Business Life: Betting your future

28th May, 2008

First published in Business Life Magazine, March 2008

One of my favourite Dilbert cartoons begins with the pointy-haired boss asking for a revenue forecast on a project; it finishes with his subordinate screaming “Just tell me which lie to use!”
That might give a hint as to why internal corporate forecasts are often no good. It’s always hard to foretell the future, but harder still when managers are promoted on the basis of self-serving projections, or because they have successfully sat on bad news.
There is an alternative: something called a “prediction market”. Such markets enable a company’s employees to bet on, for example, whether the new flagship product will beat sales projections in the third quarter. The odds in the market should be a reality check for the official forecasts.
Consider a prediction market “ticket” that pays ten dollars if the flagship does indeed beat expectations in the third quarter, and nothing otherwise. The sales team, knowing that retailers are enthusiastic, might want to buy the ticket. The engineers, knowing the product is full of bugs, might want to sell.

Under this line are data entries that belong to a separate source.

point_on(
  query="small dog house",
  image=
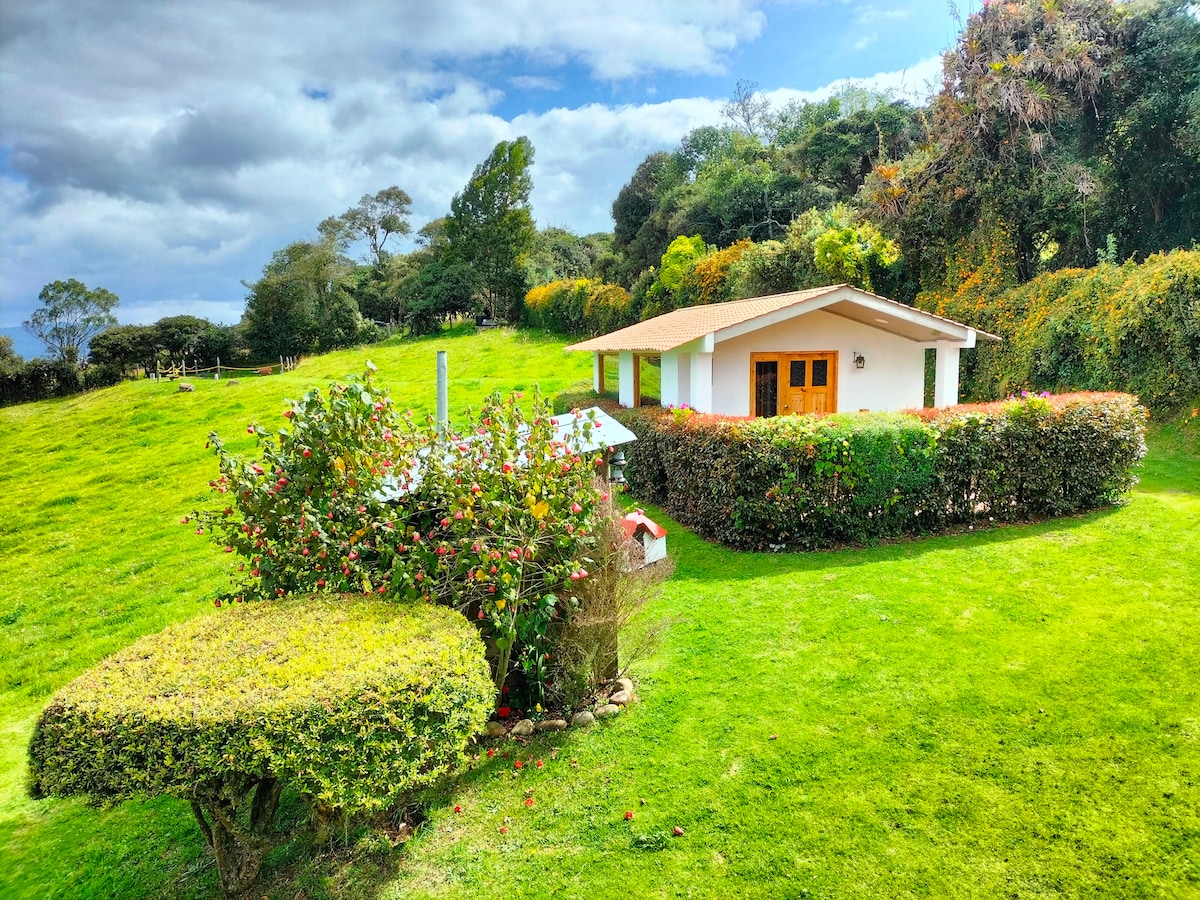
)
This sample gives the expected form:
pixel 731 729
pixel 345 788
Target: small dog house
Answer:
pixel 820 351
pixel 648 533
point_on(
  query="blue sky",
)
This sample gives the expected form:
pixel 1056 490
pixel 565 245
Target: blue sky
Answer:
pixel 165 150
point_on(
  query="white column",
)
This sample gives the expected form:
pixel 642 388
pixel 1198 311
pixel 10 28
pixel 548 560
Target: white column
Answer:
pixel 684 378
pixel 702 382
pixel 625 363
pixel 669 369
pixel 946 376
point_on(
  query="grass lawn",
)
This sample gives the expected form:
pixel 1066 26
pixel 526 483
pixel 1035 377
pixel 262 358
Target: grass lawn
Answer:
pixel 996 714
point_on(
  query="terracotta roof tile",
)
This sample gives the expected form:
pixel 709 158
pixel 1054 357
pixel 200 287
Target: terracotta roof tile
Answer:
pixel 672 329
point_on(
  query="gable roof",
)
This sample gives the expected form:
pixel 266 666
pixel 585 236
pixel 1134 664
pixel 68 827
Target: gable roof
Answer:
pixel 675 329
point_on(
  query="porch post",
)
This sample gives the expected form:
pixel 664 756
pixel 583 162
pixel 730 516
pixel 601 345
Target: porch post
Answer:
pixel 627 376
pixel 702 382
pixel 684 378
pixel 669 367
pixel 946 376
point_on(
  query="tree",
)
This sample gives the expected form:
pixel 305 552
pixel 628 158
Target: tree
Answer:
pixel 748 109
pixel 376 219
pixel 70 316
pixel 491 227
pixel 125 347
pixel 301 304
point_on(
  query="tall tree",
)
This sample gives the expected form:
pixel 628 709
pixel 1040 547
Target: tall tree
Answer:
pixel 491 227
pixel 303 304
pixel 70 316
pixel 376 219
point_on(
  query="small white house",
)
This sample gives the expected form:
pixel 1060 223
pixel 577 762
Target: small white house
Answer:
pixel 641 528
pixel 821 351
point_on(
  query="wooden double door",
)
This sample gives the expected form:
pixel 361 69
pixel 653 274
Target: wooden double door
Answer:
pixel 787 383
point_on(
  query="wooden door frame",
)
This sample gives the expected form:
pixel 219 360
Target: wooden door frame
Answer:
pixel 778 357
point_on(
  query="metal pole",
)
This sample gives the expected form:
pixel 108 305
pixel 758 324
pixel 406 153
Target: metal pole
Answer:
pixel 443 394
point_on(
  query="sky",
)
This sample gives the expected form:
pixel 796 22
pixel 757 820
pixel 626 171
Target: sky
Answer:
pixel 165 150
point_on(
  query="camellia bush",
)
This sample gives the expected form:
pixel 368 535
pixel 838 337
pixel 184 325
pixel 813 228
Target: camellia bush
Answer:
pixel 496 519
pixel 353 703
pixel 820 481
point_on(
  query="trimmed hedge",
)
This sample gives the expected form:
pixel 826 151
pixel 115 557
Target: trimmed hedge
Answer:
pixel 352 702
pixel 809 483
pixel 579 307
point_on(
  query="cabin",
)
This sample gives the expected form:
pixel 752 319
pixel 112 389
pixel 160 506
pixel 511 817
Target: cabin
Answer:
pixel 828 349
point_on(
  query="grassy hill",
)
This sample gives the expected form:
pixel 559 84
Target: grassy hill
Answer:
pixel 991 714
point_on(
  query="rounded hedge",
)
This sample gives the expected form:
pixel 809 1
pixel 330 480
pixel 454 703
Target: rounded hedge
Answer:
pixel 353 702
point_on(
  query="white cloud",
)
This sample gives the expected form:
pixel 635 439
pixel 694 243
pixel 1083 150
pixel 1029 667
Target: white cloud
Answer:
pixel 166 150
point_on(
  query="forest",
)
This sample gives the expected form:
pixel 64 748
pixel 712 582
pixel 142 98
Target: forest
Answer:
pixel 1065 136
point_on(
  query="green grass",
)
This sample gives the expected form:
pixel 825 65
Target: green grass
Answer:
pixel 1006 713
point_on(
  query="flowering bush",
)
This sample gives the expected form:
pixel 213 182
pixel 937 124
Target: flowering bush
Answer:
pixel 496 520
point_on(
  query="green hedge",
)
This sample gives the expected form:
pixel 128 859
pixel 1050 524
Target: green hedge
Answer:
pixel 579 307
pixel 809 483
pixel 1131 328
pixel 352 702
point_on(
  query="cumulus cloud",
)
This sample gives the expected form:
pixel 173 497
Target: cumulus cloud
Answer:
pixel 163 150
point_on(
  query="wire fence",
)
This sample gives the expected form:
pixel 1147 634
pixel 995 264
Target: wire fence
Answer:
pixel 181 370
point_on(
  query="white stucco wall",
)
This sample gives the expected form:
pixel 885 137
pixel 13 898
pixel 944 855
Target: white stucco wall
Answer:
pixel 894 376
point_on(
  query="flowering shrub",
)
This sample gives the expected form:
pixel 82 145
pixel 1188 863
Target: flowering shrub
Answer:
pixel 1132 328
pixel 496 521
pixel 819 481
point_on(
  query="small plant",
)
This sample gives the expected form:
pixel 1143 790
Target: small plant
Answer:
pixel 586 645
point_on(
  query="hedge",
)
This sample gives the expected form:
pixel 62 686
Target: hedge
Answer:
pixel 819 481
pixel 1131 328
pixel 352 702
pixel 579 307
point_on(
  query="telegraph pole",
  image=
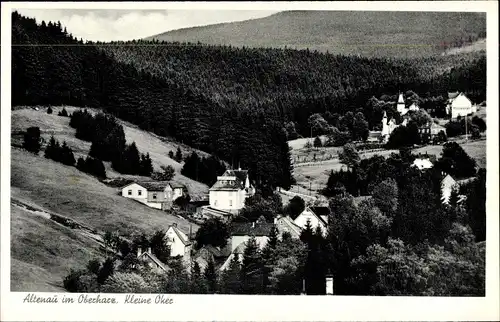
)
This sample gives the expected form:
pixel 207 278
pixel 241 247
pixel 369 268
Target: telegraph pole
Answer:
pixel 466 128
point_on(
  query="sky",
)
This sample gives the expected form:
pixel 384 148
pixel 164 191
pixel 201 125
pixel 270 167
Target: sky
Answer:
pixel 109 25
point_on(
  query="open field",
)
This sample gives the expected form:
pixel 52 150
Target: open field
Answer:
pixel 42 252
pixel 158 148
pixel 315 176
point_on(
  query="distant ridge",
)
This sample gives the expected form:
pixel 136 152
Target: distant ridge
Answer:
pixel 377 33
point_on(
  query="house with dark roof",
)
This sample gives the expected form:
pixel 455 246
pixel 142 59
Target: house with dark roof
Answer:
pixel 228 194
pixel 316 216
pixel 155 194
pixel 285 224
pixel 180 244
pixel 148 259
pixel 459 105
pixel 242 232
pixel 209 253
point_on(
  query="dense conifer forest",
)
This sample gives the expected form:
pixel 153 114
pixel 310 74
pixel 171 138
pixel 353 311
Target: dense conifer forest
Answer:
pixel 232 102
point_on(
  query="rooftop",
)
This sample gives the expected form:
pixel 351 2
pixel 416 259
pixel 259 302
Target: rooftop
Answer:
pixel 251 229
pixel 238 184
pixel 157 185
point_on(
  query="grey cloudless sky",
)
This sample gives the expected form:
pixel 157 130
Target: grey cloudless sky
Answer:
pixel 108 25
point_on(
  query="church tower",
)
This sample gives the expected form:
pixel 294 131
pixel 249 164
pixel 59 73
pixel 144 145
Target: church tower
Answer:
pixel 401 104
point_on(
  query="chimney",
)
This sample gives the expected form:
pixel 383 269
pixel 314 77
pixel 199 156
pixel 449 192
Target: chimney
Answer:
pixel 329 283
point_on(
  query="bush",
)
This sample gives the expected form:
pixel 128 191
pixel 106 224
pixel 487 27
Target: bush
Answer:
pixel 91 166
pixel 317 142
pixel 32 139
pixel 480 123
pixel 63 112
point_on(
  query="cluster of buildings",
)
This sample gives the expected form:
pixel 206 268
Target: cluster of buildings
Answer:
pixel 457 105
pixel 227 197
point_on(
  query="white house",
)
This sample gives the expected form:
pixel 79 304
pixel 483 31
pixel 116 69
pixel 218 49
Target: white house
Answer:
pixel 241 233
pixel 422 164
pixel 388 127
pixel 230 191
pixel 155 194
pixel 286 224
pixel 401 107
pixel 447 186
pixel 317 216
pixel 459 105
pixel 179 242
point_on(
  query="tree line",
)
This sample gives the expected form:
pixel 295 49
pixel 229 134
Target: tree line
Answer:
pixel 215 99
pixel 88 76
pixel 203 169
pixel 62 153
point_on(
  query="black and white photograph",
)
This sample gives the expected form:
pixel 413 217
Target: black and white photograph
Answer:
pixel 248 152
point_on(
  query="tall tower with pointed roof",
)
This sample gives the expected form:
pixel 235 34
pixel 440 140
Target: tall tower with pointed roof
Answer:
pixel 385 126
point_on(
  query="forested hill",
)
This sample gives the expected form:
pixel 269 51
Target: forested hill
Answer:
pixel 370 34
pixel 232 102
pixel 290 85
pixel 50 66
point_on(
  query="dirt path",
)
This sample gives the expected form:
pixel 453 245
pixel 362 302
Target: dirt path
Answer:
pixel 82 230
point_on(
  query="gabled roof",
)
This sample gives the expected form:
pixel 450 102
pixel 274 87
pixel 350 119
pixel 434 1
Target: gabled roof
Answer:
pixel 183 237
pixel 320 211
pixel 308 209
pixel 156 185
pixel 240 174
pixel 213 251
pixel 155 260
pixel 176 185
pixel 238 184
pixel 251 229
pixel 453 95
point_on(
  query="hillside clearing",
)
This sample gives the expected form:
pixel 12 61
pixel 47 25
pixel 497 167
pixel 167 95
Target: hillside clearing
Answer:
pixel 74 194
pixel 42 252
pixel 315 176
pixel 158 148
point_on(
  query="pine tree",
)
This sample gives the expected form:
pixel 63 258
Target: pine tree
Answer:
pixel 178 155
pixel 67 156
pixel 307 233
pixel 230 279
pixel 146 167
pixel 51 148
pixel 317 142
pixel 32 140
pixel 251 275
pixel 197 283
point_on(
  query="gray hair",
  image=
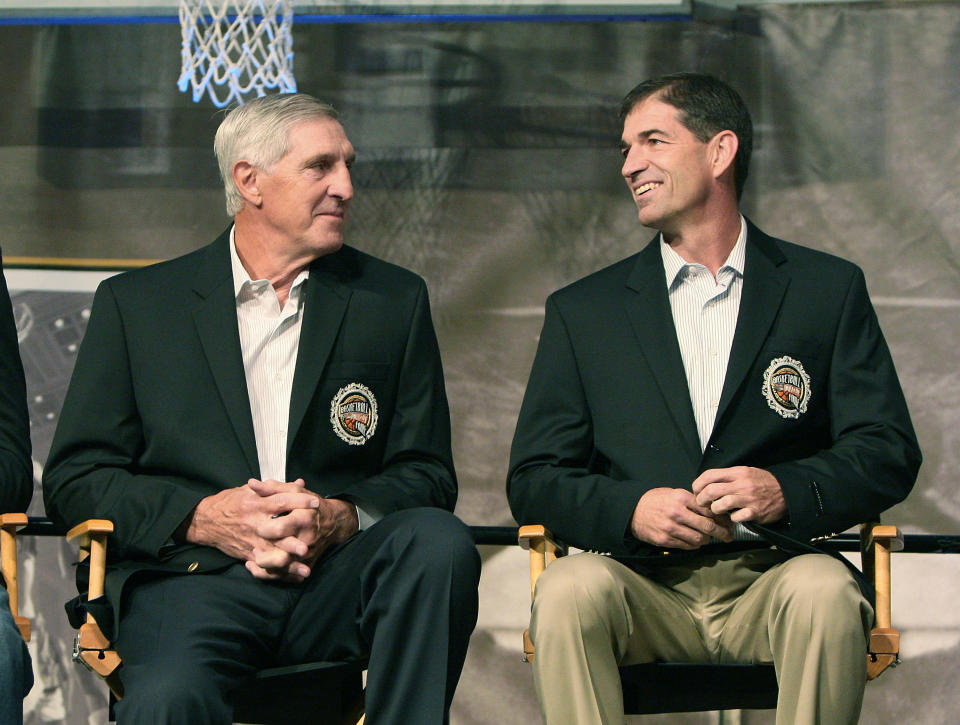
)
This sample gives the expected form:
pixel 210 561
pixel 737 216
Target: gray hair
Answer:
pixel 258 132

If the ticket trades at, say, three dollars, that means that the market’s opinion is that the sales target is only 30 per cent likely to be achieved.
A corporate prediction market allows employees to trade on the basis of their own unique information. They can do so anonymously, without fear of jeopardising their careers. And if they get it right, there is money to be made.
You might think that no company would dare to use a betting market to make forecasts, but the economists Justin Wolfers and Eric Zitzewitz have pointed to Arcelor Mittal, Chrysler, Eli Lilly, General Electric, Microsoft and others as having been publicly identified as experimenting with the idea. The first company to do so seems to have been Hewlett-Packard, during the first technology boom, and their tentative experiment did indeed outperform internal forecasts. The largest and most liquid prediction markets seem to be at Google, which has embraced the idea with gusto. Analysis by Wolfers and Zitzewitz, along with Google researcher Bo Cowgill, suggest that the markets have worked well – albeit with a bias towards overly sunny forecasts.
Google being Google, one trader wrote a software robot to do his trading for him and made money. But the traders who did best were those who had the longest tenure at the company. That might be a crumb of comfort for top managers. They may be usurped by prediction markets, but at least they can make a profit.